Researchers have developed a machine-learning algorithm to help to automate high-throughput screens of epigenetic machines.
FREMONT, CA: The incredible capacities of Machine Learning (ML) have already revolutionized the way doctors treat and diagnose diseases. Presently, it is also transforming the way scientists are discovering new medications. Recently, an ML algorithm has been developed by researchers at Sanford Burnham Prebys Medical Discovery Institute to collect information from microscope images, thus empowering high-throughput epigenetic drug screens to reveal new diagnoses for heart disease, cancer, mental illness and more.
For identifying a rare handful of drug candidates that influence desired epigenetic effects, researches looked for new techniques to screen hundreds of potential compounds. The study explains the powerful image-based method that allows high-throughput epigenetic drug discovery.
Epigenetics are chemical labels on DNA that alter gene expression. The cell’s epigenetic state shows all the changes in the cell, including response to a drug or environmental stress. Numerous medicines targeting epigenetic alterations have already been approved by the U.S. Food and Drug Administration (FDA) for cancer treatment. However, the growth of drug discovery has slowed down due to the lack of a high-throughput screening technique. Scientists presently visualize epigenetic changes utilizing special dyes and conventional microscopy strategies.
In the study, an ML algorithm was trained by scientists utilizing a set of beyond 220 drugs known to react epigenetically. The resulting technique, called Microscopic Imaging of Epigenetic Landscapes (MIEL), can detect active drugs, characterize the compounds by their molecular function, find epigenetic changes across numerous cell lines and drug concentrations and help detect how unfamiliar compounds react.
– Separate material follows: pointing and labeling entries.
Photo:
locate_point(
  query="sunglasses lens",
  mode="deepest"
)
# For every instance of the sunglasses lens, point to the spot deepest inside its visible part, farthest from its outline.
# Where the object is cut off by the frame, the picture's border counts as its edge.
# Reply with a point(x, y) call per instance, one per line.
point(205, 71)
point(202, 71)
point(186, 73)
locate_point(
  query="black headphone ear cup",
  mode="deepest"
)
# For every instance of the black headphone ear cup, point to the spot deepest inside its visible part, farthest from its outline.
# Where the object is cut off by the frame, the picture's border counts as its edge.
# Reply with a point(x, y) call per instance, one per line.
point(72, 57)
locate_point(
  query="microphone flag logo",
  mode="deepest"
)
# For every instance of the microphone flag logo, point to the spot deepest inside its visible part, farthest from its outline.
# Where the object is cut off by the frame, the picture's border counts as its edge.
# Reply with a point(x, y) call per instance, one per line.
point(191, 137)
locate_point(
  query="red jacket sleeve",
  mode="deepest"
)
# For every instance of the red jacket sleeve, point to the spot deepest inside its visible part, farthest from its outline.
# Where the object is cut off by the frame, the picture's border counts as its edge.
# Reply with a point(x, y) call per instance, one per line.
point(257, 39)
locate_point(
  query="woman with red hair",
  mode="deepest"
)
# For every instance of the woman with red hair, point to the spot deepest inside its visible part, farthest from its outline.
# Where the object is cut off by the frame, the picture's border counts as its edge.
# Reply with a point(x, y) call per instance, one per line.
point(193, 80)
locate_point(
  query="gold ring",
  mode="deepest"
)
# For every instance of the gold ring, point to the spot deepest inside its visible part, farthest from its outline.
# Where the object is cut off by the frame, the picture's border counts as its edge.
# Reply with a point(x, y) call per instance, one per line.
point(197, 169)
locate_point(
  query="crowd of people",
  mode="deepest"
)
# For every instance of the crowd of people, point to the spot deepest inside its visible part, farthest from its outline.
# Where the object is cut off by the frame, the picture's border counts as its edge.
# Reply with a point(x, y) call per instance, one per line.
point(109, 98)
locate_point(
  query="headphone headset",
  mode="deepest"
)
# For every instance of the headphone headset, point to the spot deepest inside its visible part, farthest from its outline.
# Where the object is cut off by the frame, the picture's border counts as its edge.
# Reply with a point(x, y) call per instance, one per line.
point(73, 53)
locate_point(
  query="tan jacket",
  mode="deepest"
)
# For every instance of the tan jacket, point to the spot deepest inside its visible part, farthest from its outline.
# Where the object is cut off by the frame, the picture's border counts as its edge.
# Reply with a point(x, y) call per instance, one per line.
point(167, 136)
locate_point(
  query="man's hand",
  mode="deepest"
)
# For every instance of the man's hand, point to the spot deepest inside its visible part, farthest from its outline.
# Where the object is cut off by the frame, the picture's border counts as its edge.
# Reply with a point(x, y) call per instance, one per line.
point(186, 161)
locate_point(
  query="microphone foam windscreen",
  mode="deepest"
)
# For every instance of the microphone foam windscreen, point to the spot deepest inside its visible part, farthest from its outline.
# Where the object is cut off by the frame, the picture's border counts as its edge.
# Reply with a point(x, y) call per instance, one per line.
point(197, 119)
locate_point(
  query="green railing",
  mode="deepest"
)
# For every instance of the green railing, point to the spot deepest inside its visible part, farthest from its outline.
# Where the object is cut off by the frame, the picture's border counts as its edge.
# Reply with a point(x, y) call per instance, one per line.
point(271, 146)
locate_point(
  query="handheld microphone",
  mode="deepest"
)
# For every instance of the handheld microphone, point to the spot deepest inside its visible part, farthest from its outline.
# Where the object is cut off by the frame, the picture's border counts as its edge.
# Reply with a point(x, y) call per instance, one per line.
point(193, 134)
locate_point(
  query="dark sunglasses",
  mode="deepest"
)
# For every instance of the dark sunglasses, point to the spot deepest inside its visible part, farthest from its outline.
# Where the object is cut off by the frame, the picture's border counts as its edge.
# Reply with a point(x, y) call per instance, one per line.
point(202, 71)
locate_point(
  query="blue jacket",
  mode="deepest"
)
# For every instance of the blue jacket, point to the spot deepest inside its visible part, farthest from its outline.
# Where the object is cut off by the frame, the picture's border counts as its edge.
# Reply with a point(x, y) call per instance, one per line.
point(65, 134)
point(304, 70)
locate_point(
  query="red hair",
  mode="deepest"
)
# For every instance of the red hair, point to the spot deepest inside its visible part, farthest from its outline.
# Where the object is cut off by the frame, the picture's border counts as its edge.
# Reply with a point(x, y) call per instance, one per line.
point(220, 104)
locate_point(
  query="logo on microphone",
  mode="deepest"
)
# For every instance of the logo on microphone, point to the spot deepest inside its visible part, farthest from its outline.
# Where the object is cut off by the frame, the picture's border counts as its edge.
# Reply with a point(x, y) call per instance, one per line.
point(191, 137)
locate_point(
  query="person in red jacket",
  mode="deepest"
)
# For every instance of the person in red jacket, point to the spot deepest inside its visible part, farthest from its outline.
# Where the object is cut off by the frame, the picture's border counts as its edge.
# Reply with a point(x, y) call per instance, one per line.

The researchers utilized the technique to identify epigenetic compounds that can help in treating glioblastoma, a fatal brain cancer.
The pharmaceutical firms in search of epigenetic drug screens can immediately use it. Besides, the technique will benefit industry and academic researchers working on mechanistic studies as it helps to identify and categorize epigenetic changes caused by genetic changes, experimental treatments, or other methods.
This algorithm is already applied by Terskikh and his team to study epigenetic changes in aging cells to develop compounds that will facilitate healthy aging. The work is being conducted in amalgamation with Sanford Burnham Prebys professor Peter Adams, Ph.D. Terskikh is also very excited to widen the technology from 2D images to 3D videos for extending the power of the approach.